Short definition
Share of voice (SoV) is the metric that tells you what percentage of the digital conversation about a competitive set belongs to one brand, in a defined period and market. It's calculated on mentions — not on sales, not on preference. It's a presence metric: comparative, contextual, and only as good as the set you measure it against.
Extended definition
Share of voice is one of the most used — and most misread — indicators in social listening. It tells you how present a brand is relative to its peers, but says nothing about the content of that conversation. A brand can post a high SoV because it's in crisis or because it's leading its category. The raw number doesn't tell those two apart. That gap is where most reporting goes wrong.
So SoV is always read in context: associated sentiment, the topics driving it, the actors pushing it, the move against the prior period. Only then does it become a decision. In isolation, it's a vanity metric — a bigger bar on a slide that nobody can act on.
Where it earns its keep: competitive tracking, campaign benchmarking, post-launch presence reads, regional comparison. In Latin America it demands extra care. Counting mentions in neutral, machine-translated Spanish without regional filters inflates or deflates the real figure — and a wrong SoV is worse than none.
Formula
SoV (%) = (brand mentions / total mentions of the competitive set) × 100
Three variables to lock before you calculate:
- Period: a closed time window (week, month, quarter). Without a fixed period, the number doesn't compare.
- Market: country or region. A blended LATAM SoV can hide that a brand leads in one market and vanishes in the next.

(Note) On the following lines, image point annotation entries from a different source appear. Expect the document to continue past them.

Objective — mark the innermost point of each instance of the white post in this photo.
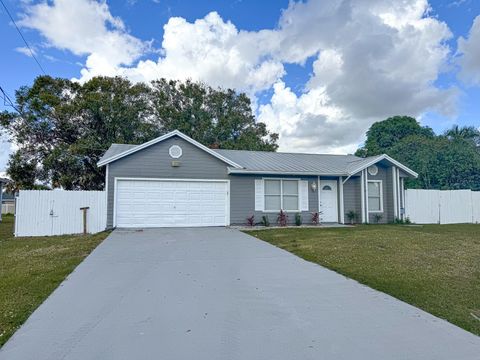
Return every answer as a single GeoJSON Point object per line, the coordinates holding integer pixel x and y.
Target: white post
{"type": "Point", "coordinates": [318, 195]}
{"type": "Point", "coordinates": [362, 190]}
{"type": "Point", "coordinates": [402, 195]}
{"type": "Point", "coordinates": [394, 187]}
{"type": "Point", "coordinates": [367, 213]}
{"type": "Point", "coordinates": [340, 189]}
{"type": "Point", "coordinates": [399, 196]}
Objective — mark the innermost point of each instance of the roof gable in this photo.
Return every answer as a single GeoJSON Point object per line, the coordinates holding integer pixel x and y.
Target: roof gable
{"type": "Point", "coordinates": [366, 162]}
{"type": "Point", "coordinates": [118, 151]}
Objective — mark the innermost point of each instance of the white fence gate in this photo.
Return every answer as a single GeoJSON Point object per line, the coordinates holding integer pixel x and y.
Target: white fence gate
{"type": "Point", "coordinates": [57, 212]}
{"type": "Point", "coordinates": [442, 206]}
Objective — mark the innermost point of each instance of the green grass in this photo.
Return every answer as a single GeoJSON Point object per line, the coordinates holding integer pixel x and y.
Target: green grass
{"type": "Point", "coordinates": [31, 268]}
{"type": "Point", "coordinates": [434, 267]}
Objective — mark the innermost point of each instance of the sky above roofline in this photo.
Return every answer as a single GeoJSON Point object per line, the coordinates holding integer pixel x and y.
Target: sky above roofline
{"type": "Point", "coordinates": [319, 72]}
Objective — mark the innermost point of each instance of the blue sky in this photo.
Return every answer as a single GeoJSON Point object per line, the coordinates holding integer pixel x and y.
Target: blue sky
{"type": "Point", "coordinates": [318, 72]}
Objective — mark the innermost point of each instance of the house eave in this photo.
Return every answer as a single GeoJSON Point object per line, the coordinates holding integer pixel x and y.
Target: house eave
{"type": "Point", "coordinates": [388, 158]}
{"type": "Point", "coordinates": [165, 137]}
{"type": "Point", "coordinates": [280, 173]}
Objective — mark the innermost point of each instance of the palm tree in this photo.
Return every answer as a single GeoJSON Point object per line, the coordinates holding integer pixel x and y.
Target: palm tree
{"type": "Point", "coordinates": [468, 133]}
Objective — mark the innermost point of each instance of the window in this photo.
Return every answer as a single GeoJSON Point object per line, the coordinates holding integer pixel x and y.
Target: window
{"type": "Point", "coordinates": [281, 194]}
{"type": "Point", "coordinates": [375, 196]}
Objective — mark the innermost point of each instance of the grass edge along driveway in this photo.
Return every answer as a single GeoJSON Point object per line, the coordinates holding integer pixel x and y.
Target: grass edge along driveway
{"type": "Point", "coordinates": [31, 268]}
{"type": "Point", "coordinates": [433, 267]}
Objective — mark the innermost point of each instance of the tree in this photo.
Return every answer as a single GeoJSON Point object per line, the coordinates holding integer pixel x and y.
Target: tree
{"type": "Point", "coordinates": [468, 133]}
{"type": "Point", "coordinates": [214, 117]}
{"type": "Point", "coordinates": [449, 161]}
{"type": "Point", "coordinates": [64, 127]}
{"type": "Point", "coordinates": [384, 134]}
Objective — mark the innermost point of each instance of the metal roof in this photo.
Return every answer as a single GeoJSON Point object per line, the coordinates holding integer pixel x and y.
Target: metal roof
{"type": "Point", "coordinates": [279, 162]}
{"type": "Point", "coordinates": [267, 162]}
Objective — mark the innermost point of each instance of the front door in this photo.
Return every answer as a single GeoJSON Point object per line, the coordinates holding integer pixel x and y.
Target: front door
{"type": "Point", "coordinates": [328, 201]}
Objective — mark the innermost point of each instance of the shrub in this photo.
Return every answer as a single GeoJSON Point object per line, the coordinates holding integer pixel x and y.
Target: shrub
{"type": "Point", "coordinates": [265, 222]}
{"type": "Point", "coordinates": [352, 216]}
{"type": "Point", "coordinates": [282, 218]}
{"type": "Point", "coordinates": [298, 219]}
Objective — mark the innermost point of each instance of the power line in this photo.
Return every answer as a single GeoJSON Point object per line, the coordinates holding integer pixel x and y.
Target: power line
{"type": "Point", "coordinates": [23, 38]}
{"type": "Point", "coordinates": [6, 99]}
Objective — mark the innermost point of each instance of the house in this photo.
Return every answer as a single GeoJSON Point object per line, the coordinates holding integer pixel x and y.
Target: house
{"type": "Point", "coordinates": [174, 180]}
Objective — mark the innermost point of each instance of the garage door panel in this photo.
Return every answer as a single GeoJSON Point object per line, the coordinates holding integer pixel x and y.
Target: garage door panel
{"type": "Point", "coordinates": [152, 203]}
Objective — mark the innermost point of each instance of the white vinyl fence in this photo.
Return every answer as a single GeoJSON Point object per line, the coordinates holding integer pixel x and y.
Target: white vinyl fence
{"type": "Point", "coordinates": [8, 208]}
{"type": "Point", "coordinates": [57, 212]}
{"type": "Point", "coordinates": [442, 206]}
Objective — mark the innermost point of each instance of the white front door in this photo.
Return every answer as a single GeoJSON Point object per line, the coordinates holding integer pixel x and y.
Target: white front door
{"type": "Point", "coordinates": [165, 203]}
{"type": "Point", "coordinates": [328, 201]}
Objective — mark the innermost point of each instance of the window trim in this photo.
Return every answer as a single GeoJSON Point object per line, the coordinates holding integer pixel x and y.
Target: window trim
{"type": "Point", "coordinates": [281, 194]}
{"type": "Point", "coordinates": [381, 196]}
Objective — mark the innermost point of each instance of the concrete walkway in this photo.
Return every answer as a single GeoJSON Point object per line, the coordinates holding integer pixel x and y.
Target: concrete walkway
{"type": "Point", "coordinates": [216, 293]}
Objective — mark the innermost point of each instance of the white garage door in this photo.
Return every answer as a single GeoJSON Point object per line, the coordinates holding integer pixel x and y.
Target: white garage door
{"type": "Point", "coordinates": [163, 203]}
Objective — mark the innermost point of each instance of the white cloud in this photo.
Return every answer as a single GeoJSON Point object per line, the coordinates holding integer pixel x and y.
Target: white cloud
{"type": "Point", "coordinates": [470, 54]}
{"type": "Point", "coordinates": [26, 51]}
{"type": "Point", "coordinates": [373, 59]}
{"type": "Point", "coordinates": [213, 51]}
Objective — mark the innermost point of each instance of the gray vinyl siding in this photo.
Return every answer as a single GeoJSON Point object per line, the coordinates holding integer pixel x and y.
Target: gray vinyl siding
{"type": "Point", "coordinates": [352, 198]}
{"type": "Point", "coordinates": [242, 200]}
{"type": "Point", "coordinates": [384, 174]}
{"type": "Point", "coordinates": [155, 162]}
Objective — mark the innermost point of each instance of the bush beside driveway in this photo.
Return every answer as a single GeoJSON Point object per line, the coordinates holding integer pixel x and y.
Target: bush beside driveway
{"type": "Point", "coordinates": [433, 267]}
{"type": "Point", "coordinates": [31, 268]}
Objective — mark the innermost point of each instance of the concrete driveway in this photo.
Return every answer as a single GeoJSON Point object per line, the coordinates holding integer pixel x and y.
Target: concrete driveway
{"type": "Point", "coordinates": [215, 293]}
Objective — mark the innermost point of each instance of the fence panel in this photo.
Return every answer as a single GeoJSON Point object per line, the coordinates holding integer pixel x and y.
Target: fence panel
{"type": "Point", "coordinates": [455, 206]}
{"type": "Point", "coordinates": [476, 207]}
{"type": "Point", "coordinates": [57, 212]}
{"type": "Point", "coordinates": [8, 208]}
{"type": "Point", "coordinates": [423, 206]}
{"type": "Point", "coordinates": [442, 207]}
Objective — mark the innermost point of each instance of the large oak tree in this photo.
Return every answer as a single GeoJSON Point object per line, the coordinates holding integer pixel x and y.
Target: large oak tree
{"type": "Point", "coordinates": [447, 161]}
{"type": "Point", "coordinates": [64, 127]}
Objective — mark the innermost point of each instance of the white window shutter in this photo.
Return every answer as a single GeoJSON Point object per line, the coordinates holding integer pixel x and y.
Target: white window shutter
{"type": "Point", "coordinates": [303, 195]}
{"type": "Point", "coordinates": [259, 198]}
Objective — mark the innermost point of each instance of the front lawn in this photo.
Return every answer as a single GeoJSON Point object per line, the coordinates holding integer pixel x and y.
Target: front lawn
{"type": "Point", "coordinates": [434, 267]}
{"type": "Point", "coordinates": [31, 268]}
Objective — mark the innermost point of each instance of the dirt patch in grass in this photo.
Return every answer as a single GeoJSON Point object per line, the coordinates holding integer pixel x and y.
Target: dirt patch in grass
{"type": "Point", "coordinates": [31, 268]}
{"type": "Point", "coordinates": [434, 267]}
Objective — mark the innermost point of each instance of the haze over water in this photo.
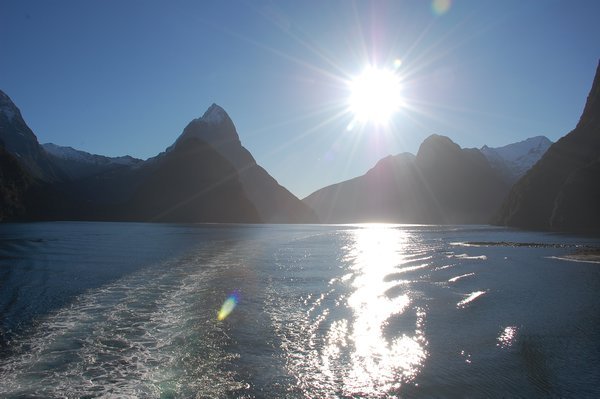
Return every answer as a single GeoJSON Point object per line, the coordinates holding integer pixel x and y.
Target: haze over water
{"type": "Point", "coordinates": [98, 309]}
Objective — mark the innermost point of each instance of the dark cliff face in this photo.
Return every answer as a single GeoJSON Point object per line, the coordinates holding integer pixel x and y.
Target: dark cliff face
{"type": "Point", "coordinates": [20, 141]}
{"type": "Point", "coordinates": [206, 176]}
{"type": "Point", "coordinates": [274, 203]}
{"type": "Point", "coordinates": [442, 184]}
{"type": "Point", "coordinates": [15, 182]}
{"type": "Point", "coordinates": [192, 183]}
{"type": "Point", "coordinates": [561, 192]}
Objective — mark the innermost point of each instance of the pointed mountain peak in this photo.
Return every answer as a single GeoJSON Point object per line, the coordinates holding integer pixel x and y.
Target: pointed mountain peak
{"type": "Point", "coordinates": [435, 144]}
{"type": "Point", "coordinates": [215, 115]}
{"type": "Point", "coordinates": [7, 107]}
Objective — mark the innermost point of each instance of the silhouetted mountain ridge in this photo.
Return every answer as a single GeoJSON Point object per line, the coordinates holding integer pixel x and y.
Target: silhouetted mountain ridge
{"type": "Point", "coordinates": [561, 192]}
{"type": "Point", "coordinates": [442, 184]}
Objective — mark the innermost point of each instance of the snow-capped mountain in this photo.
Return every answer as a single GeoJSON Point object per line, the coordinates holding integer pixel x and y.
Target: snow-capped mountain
{"type": "Point", "coordinates": [76, 164]}
{"type": "Point", "coordinates": [19, 141]}
{"type": "Point", "coordinates": [514, 160]}
{"type": "Point", "coordinates": [275, 204]}
{"type": "Point", "coordinates": [72, 154]}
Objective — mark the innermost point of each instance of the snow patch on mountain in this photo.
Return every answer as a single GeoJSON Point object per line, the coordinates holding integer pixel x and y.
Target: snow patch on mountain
{"type": "Point", "coordinates": [214, 115]}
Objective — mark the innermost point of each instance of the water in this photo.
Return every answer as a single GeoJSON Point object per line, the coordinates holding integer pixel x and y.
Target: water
{"type": "Point", "coordinates": [130, 310]}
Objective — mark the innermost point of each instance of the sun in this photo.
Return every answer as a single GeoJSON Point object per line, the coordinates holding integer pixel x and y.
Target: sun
{"type": "Point", "coordinates": [375, 95]}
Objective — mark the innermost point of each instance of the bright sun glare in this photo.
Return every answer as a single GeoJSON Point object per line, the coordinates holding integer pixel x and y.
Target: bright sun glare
{"type": "Point", "coordinates": [375, 95]}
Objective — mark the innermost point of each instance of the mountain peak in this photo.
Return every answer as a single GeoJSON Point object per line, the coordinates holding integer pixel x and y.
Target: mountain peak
{"type": "Point", "coordinates": [591, 111]}
{"type": "Point", "coordinates": [215, 115]}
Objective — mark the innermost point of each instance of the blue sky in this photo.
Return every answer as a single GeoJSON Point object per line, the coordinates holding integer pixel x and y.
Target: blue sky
{"type": "Point", "coordinates": [118, 77]}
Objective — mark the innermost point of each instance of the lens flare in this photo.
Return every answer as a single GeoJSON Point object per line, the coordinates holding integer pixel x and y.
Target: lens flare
{"type": "Point", "coordinates": [228, 306]}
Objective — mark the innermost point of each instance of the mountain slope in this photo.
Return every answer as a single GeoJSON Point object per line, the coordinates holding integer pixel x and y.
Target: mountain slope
{"type": "Point", "coordinates": [205, 176]}
{"type": "Point", "coordinates": [442, 184]}
{"type": "Point", "coordinates": [274, 202]}
{"type": "Point", "coordinates": [15, 181]}
{"type": "Point", "coordinates": [192, 183]}
{"type": "Point", "coordinates": [561, 192]}
{"type": "Point", "coordinates": [514, 160]}
{"type": "Point", "coordinates": [76, 164]}
{"type": "Point", "coordinates": [20, 141]}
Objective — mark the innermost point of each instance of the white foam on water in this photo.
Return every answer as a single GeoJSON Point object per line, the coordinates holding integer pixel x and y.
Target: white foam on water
{"type": "Point", "coordinates": [136, 337]}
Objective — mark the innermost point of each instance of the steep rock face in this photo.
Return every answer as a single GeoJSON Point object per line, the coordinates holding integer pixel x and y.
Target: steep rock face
{"type": "Point", "coordinates": [512, 161]}
{"type": "Point", "coordinates": [205, 176]}
{"type": "Point", "coordinates": [76, 164]}
{"type": "Point", "coordinates": [461, 181]}
{"type": "Point", "coordinates": [192, 183]}
{"type": "Point", "coordinates": [442, 184]}
{"type": "Point", "coordinates": [275, 204]}
{"type": "Point", "coordinates": [15, 181]}
{"type": "Point", "coordinates": [20, 141]}
{"type": "Point", "coordinates": [392, 191]}
{"type": "Point", "coordinates": [561, 192]}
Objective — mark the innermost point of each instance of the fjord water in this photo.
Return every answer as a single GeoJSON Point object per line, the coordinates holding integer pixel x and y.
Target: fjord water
{"type": "Point", "coordinates": [101, 309]}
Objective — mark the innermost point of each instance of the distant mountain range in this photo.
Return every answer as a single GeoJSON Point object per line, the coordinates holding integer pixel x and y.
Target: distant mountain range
{"type": "Point", "coordinates": [443, 184]}
{"type": "Point", "coordinates": [562, 191]}
{"type": "Point", "coordinates": [514, 160]}
{"type": "Point", "coordinates": [205, 176]}
{"type": "Point", "coordinates": [208, 176]}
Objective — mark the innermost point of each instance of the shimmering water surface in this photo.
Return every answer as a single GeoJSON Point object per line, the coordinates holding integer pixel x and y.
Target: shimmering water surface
{"type": "Point", "coordinates": [186, 311]}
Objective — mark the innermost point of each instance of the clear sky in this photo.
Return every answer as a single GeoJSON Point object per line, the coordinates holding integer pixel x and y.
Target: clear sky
{"type": "Point", "coordinates": [118, 77]}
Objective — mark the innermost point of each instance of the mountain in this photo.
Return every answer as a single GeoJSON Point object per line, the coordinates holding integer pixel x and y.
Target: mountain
{"type": "Point", "coordinates": [20, 142]}
{"type": "Point", "coordinates": [443, 184]}
{"type": "Point", "coordinates": [191, 183]}
{"type": "Point", "coordinates": [561, 191]}
{"type": "Point", "coordinates": [512, 161]}
{"type": "Point", "coordinates": [205, 176]}
{"type": "Point", "coordinates": [76, 164]}
{"type": "Point", "coordinates": [275, 204]}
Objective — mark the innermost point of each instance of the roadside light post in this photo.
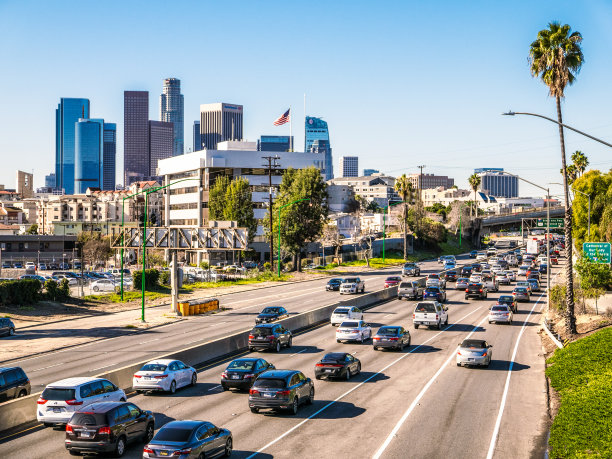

- Competitive set: defined and closed. Change the set and you change the SoV — the two are no longer comparable.
What it is and what it is not
| It is | It is not |
|---|---|
| A metric of conversational presence | An indicator of preference or loyalty |
| A comparative value within a set | An indicator of purchase intent |
| A percentage of the total set | Absolute volume of mentions |
| Useful with associated sentiment and topics | A consumer satisfaction metric |
| Comparable against the previous period | Equivalent to market share |
| Dependent on the defined competitive set | A universal figure without context |
Differences from market share and mind share
| Dimension | Share of Voice | Market share | Mind share |
|---|---|---|---|
| What it measures | Conversational presence | Share of sales | Spontaneous recall |
| Source | Public digital mentions | Sales / industry data | Quantitative studies |
| Unit | % of mentions | % of units or value | % of top-of-mind |
| Frequency | Continuous / monthly | Quarterly / annual | Per study wave |
| Nature | Conversational | Transactional | Declarative |
Frequently asked questions
Does a high share of voice mean more sales?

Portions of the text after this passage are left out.